Installment Two: Giles Cools His Heels, But Warms A Foot

-- “I hope this is going somewhere.” - Tolstoy
-- “Like you could do better.” - Preston Page

Sometimes, when you are offered a job and you accept the job and then you find out that the job strikes fear into the heart of a very smart dog, you have second thoughts about the job. Checking short-term memory, I found this note: You have just accepted a job in exchange for the information that said job killed your predecessor. As I stared now at the big doors behind St Nick, I was thinking maybe I shouldn’t hold myself responsible for making good on the promises of a man with my poor judgment.

“Think of the children,” said St Nick, reading my mind. He was a sensitive soul. And one who wanted a vacation.

I thought for a moment. “Now, when you say, ‘Think of the children’, I asked, “Do you want me to think of their faces, or their feelings, or of how, stood hip to hip, they’d make a line that reaches Pluto?”

Giles, sitting to the side with a foot tucked protectively under one rump, was silent now. He was rooting for me to renege. He stared up at me with a slightly wall-eyed expression that was clearly a quiet suggestion that I (on whom he fixed his blue eye), could still cut and run for the door (indicated by the gaze of his brown eye.) He jiggled the pair slightly from side to side in a coaxing motion.

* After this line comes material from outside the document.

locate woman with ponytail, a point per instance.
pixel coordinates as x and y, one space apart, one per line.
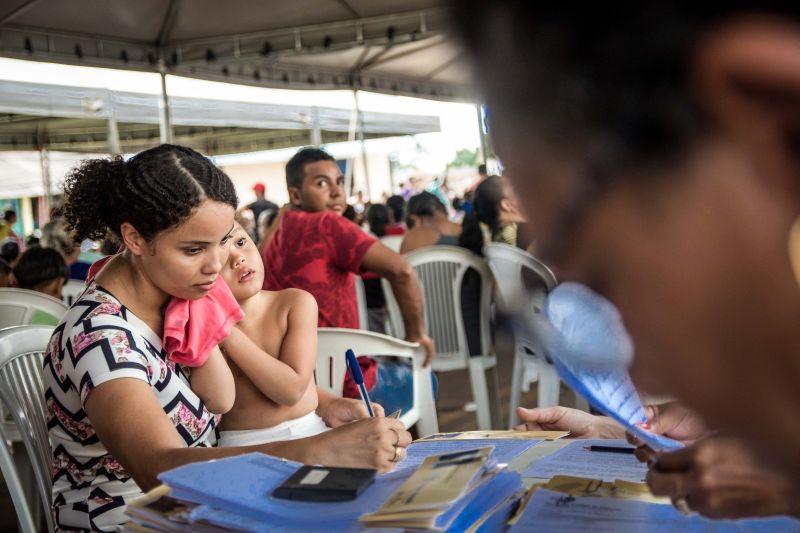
120 412
494 217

St Nick then stuck on a wistful face, stared into his finger push-ups and said, “I don’t know how I’m going to tell the elves that you have reconsidered, Mr Page. They’ve worked so hard on my vacation Bon Voyage party. And that on top of the incredible amount of work they put in to produce the toys. Of course, we owe much to the efforts of the elfettes as well…”

“Elfettes?”

“Giles, I suppose we could postpone those festivities until I return from my deliveries. Of course, I expect I would be quite tired by then.”

“What’s an elfette?”

“I’m sure cake and ice cream will keep for a night, don’t you suppose, Mr Page?”

“An elfette--that wouldn’t be, like, a girl elf would it? Because…Say, what size is an elf, anyway? I mean, are we talking…” I leveled a hand down around knee height.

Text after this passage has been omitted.